Single by Britny Fox

from the album Britny Fox
- Released: 1988
- Recorded: 1988
- Genre: Glam metal
- Songwriter(s): Dean Davidson

Britny Fox singles chronology
| "Long Way to Love" (1988) | "Girlschool" (1988) | "Save the Weak" (1988) |

= Girlschool (Britny Fox song) =

1988 song by Britny Fox

"Girlschool" is a song by American pop-metal band Britny Fox, that was released in 1988 as a single.
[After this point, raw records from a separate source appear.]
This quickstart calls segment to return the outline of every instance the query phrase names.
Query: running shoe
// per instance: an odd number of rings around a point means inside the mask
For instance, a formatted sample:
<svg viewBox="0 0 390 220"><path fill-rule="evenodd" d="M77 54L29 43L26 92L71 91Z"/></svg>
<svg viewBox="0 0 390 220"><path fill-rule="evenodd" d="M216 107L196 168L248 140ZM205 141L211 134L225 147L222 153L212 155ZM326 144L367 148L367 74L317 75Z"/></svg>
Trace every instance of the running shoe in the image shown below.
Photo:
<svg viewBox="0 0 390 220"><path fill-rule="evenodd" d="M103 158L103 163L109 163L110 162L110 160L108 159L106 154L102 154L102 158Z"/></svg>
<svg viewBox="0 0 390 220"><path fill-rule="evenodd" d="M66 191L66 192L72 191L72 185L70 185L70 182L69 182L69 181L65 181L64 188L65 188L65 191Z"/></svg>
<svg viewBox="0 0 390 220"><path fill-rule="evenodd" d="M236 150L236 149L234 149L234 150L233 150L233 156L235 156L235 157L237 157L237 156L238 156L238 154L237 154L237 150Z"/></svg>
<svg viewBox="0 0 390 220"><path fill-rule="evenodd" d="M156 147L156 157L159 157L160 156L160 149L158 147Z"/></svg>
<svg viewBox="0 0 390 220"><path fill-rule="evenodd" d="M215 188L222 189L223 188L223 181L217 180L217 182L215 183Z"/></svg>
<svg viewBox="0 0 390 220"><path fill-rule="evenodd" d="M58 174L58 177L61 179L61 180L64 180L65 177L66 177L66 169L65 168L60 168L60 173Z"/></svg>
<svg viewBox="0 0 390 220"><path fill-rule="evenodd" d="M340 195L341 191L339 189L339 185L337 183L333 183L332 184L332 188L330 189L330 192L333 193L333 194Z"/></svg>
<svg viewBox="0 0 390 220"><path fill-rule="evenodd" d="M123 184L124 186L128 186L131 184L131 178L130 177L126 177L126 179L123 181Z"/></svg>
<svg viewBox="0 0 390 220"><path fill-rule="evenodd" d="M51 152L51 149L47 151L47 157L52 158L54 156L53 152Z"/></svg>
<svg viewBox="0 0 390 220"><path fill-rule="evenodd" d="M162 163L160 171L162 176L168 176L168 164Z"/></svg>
Its video became an MTV favorite, along with the video for Long Way to Love.
==Reception==
In Jeremy Ulrey's review of Britny Fox, he listed "Girlschool" alongside "Long Way to Love" and "Gudbuy t'Jane", as highlights of the album.
Doug Stone called it, "Fox's raison d'etre", in his review of their live album, Long Way to Live.
==Music video==
Howard Johnson writing for Classic Rock ranked the song's video at No. 5 on their list of the Top 10 Best Hair Metal Videos.

Its video was also placed on New York Times list of the 15 Essential Hair-Metal Videos.

Stephen Thomas Erlewine, called the video a "great moment in pop-metal", and said that,"it remains one of the style's best moments."